Amber....love this post. You're not bipolar. My diagnosis? You're female.
PS How do we get mindy to start a blog?
You're definitely not pregnant! ;) I'm doing absolutely nothing these days. From a professional perspective, I'd definitely diagnose you with bipolar disorder! Only kidding. I'm glad you're having a great week and feeling on top of things! And I'm so jealous you're working out! I'm hoping to someday feel good enough to actually get my butt to the gym!
i CRIED! from laughing when i read your comment.
that was absolutely hilarious. i hope you told him no, too.
and i'm serious when i tell you i cried. so funny.
and i do hope you are normal because you described my feelings to a t. if you're not normal then i'm not normal, and i just couldn't live with that.
AMBER, that is so my life too!!!! It's nice to know someone else is questioning their sanity! :) Just cherish those good moments!!!
I had had about 3 weeks in a row like week #1. Then, we had week #2 here at the Rustand Home. As pathetic as it was, my good news moment in RS was that I had a good week. It may have seemed small to someone else, but to me. . . . it was HUGE! And, I think I ask myself if I am bipolar about 15 times a day!!
Sounds like "LIFE" to me! You are such a trooper! Hope things keep getting better!
I feel bad that I just read your invite to hang out last weekend! Although we were super sick so we would have taken a raincheck anyway.

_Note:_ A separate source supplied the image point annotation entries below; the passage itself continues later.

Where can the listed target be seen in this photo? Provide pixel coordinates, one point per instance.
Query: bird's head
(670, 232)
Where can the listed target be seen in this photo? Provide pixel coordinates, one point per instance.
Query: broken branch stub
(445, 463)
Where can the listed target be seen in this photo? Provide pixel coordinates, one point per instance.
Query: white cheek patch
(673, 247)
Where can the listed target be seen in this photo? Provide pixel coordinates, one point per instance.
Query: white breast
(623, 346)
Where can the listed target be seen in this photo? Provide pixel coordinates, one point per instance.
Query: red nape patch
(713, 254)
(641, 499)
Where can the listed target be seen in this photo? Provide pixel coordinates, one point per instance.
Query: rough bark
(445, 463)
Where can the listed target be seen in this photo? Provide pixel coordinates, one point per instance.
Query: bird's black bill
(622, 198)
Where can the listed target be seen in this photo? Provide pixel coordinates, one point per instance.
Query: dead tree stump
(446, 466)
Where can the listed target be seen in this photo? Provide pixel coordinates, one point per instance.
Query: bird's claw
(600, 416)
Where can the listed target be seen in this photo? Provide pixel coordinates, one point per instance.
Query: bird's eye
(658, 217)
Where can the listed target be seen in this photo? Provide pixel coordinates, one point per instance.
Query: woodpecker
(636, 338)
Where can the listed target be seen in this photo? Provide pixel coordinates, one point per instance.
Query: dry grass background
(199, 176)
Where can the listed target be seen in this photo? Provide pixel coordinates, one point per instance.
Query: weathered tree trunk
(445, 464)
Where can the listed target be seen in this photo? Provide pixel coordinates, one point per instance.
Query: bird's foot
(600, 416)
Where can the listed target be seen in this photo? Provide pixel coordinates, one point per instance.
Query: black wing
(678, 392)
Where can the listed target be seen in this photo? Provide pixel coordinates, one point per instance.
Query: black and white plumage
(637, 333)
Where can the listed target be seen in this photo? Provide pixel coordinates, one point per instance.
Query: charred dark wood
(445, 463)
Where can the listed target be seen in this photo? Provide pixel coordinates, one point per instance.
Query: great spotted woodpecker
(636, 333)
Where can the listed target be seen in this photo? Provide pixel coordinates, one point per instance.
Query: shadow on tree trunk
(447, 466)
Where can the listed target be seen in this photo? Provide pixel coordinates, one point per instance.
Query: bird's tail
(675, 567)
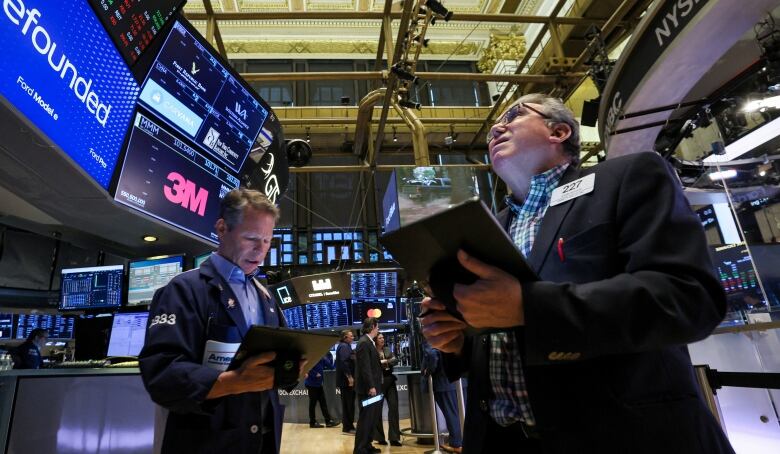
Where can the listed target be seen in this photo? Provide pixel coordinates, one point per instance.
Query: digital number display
(167, 179)
(194, 93)
(133, 24)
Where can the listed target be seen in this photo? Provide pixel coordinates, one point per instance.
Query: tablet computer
(290, 346)
(427, 248)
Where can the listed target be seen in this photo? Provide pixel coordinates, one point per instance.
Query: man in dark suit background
(368, 383)
(345, 380)
(592, 357)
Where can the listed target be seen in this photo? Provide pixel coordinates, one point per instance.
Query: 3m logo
(322, 284)
(240, 111)
(184, 192)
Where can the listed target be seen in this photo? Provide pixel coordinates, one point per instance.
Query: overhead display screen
(62, 72)
(58, 326)
(133, 24)
(190, 89)
(327, 314)
(169, 180)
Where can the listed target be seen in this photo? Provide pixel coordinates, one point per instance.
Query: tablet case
(290, 346)
(427, 249)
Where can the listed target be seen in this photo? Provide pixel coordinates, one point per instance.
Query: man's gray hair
(233, 204)
(558, 113)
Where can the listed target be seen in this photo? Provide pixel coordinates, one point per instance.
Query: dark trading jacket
(194, 308)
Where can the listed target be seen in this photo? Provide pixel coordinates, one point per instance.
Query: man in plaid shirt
(592, 357)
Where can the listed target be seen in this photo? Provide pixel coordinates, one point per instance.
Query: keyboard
(84, 364)
(124, 364)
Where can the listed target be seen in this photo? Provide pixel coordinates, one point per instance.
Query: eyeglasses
(513, 113)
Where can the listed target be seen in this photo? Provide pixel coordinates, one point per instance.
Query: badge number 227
(163, 319)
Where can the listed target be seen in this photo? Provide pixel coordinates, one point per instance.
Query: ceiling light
(750, 142)
(723, 175)
(758, 104)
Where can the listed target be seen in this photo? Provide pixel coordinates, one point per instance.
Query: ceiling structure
(544, 39)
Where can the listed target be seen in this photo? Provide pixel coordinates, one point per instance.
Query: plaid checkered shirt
(510, 403)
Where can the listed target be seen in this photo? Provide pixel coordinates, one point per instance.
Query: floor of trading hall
(302, 439)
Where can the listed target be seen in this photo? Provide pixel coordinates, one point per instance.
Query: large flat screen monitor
(127, 334)
(382, 309)
(374, 284)
(6, 326)
(91, 288)
(327, 314)
(60, 327)
(192, 91)
(165, 178)
(294, 317)
(133, 24)
(144, 277)
(62, 72)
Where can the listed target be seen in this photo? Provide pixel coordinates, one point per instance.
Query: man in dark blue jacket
(314, 382)
(196, 324)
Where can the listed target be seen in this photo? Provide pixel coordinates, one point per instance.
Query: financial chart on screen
(144, 277)
(190, 89)
(90, 288)
(294, 317)
(127, 334)
(58, 326)
(327, 314)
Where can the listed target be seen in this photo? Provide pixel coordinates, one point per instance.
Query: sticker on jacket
(218, 355)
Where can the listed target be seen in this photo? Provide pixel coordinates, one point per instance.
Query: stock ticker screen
(165, 178)
(6, 326)
(327, 314)
(133, 24)
(190, 89)
(58, 326)
(374, 284)
(294, 317)
(91, 288)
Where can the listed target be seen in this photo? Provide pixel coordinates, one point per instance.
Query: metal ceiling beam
(355, 15)
(382, 75)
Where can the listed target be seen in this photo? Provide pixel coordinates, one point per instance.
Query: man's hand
(443, 331)
(252, 376)
(495, 300)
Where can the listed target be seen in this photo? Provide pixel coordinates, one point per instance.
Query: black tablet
(290, 346)
(427, 248)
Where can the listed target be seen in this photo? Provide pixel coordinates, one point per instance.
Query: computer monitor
(127, 334)
(382, 309)
(60, 327)
(327, 314)
(91, 288)
(145, 276)
(6, 326)
(91, 334)
(294, 317)
(374, 284)
(200, 259)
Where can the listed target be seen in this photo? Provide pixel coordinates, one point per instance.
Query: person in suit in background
(368, 383)
(28, 354)
(345, 380)
(591, 357)
(388, 360)
(313, 381)
(444, 394)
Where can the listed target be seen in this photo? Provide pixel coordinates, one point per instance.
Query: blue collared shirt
(243, 287)
(510, 403)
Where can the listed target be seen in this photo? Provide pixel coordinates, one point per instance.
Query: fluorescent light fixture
(723, 175)
(752, 106)
(751, 141)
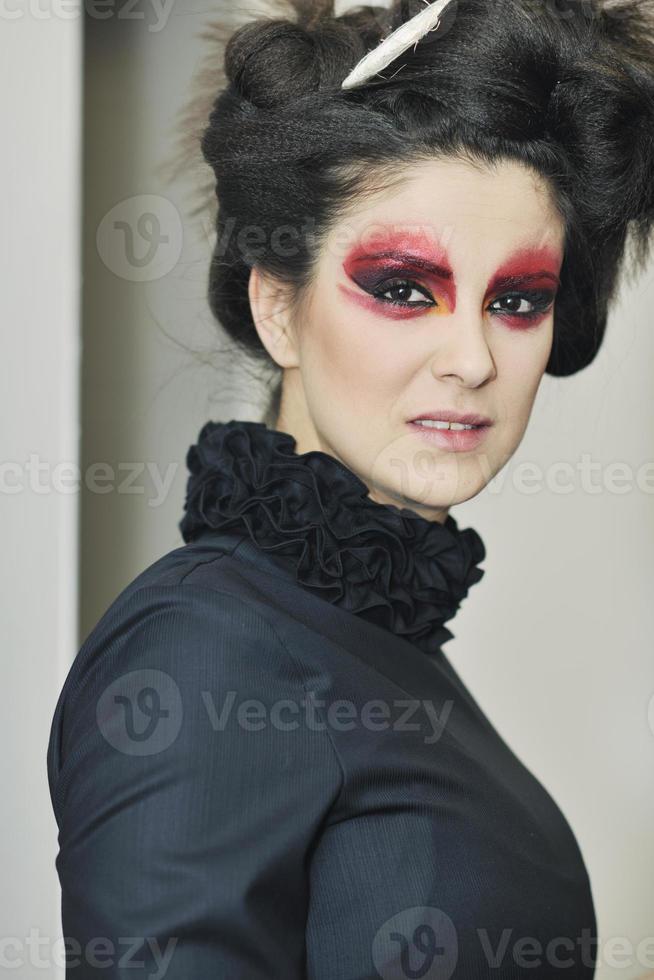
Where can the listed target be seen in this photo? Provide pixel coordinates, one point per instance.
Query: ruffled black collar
(313, 514)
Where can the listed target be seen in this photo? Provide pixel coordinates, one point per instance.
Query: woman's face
(435, 298)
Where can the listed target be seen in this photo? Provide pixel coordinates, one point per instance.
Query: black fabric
(253, 782)
(388, 564)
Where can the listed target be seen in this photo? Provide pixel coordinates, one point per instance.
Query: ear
(272, 314)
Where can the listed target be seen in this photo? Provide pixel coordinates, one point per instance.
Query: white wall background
(40, 93)
(555, 642)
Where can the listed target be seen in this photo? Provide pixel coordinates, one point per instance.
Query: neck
(294, 417)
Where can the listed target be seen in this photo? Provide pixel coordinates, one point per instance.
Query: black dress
(263, 765)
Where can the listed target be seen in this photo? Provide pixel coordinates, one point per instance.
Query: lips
(458, 418)
(469, 432)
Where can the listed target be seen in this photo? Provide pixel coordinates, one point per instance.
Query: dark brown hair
(565, 87)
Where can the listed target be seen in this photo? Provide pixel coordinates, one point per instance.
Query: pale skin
(352, 376)
(355, 372)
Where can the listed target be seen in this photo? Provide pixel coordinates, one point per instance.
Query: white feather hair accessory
(396, 43)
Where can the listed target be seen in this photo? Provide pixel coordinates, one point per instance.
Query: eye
(524, 305)
(403, 292)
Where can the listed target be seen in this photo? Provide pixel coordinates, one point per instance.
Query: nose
(463, 352)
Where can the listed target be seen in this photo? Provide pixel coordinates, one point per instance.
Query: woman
(262, 762)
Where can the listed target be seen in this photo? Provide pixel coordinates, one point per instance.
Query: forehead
(475, 212)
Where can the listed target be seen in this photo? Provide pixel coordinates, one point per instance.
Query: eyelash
(541, 299)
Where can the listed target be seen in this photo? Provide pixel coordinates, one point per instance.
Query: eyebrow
(522, 279)
(414, 259)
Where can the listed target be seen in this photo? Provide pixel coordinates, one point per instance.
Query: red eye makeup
(401, 277)
(526, 285)
(406, 276)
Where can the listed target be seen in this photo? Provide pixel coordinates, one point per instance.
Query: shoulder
(170, 647)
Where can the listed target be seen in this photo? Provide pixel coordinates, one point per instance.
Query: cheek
(354, 357)
(521, 361)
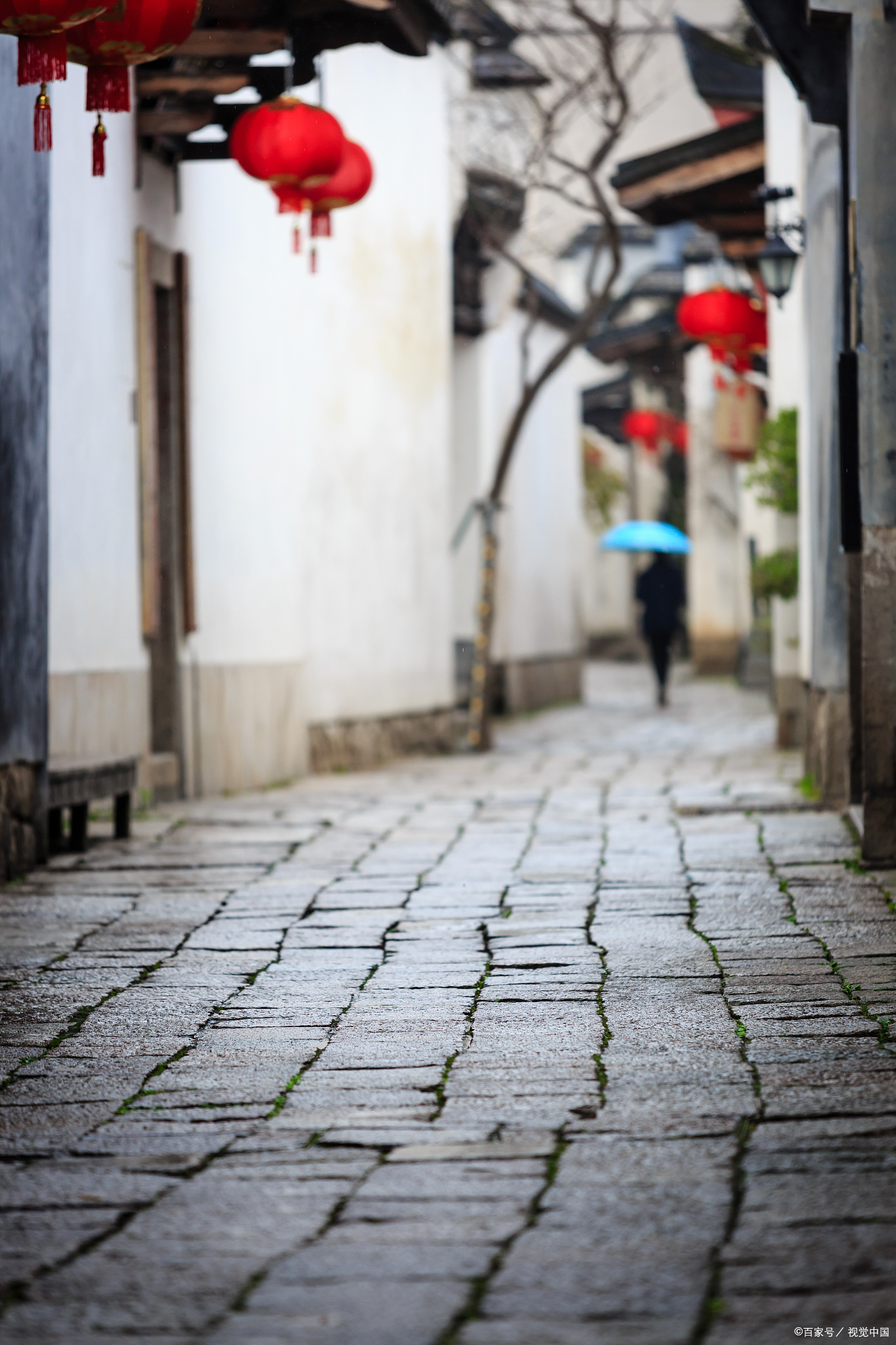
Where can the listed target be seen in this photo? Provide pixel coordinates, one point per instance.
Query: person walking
(661, 591)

Maybe this weekend? Okay, I'm going to go read your updates to your blog now...I had to get this out first:).
I can't agree with the laundry thing more...really, what makes you think you can touch some one else's clothes just because they don't sit and wait 40 minutes until they are done? Isn't life great? I always have a good week and then a bad week. Maybe one day they will all be good!
You are hillarious, and I love reading your stories! I think you are bipolar & so is anyone else with the title mom! love ya! We are here til June 30th then it's off to AZ. We gotta get together on a week that is both happy and normal for both of us.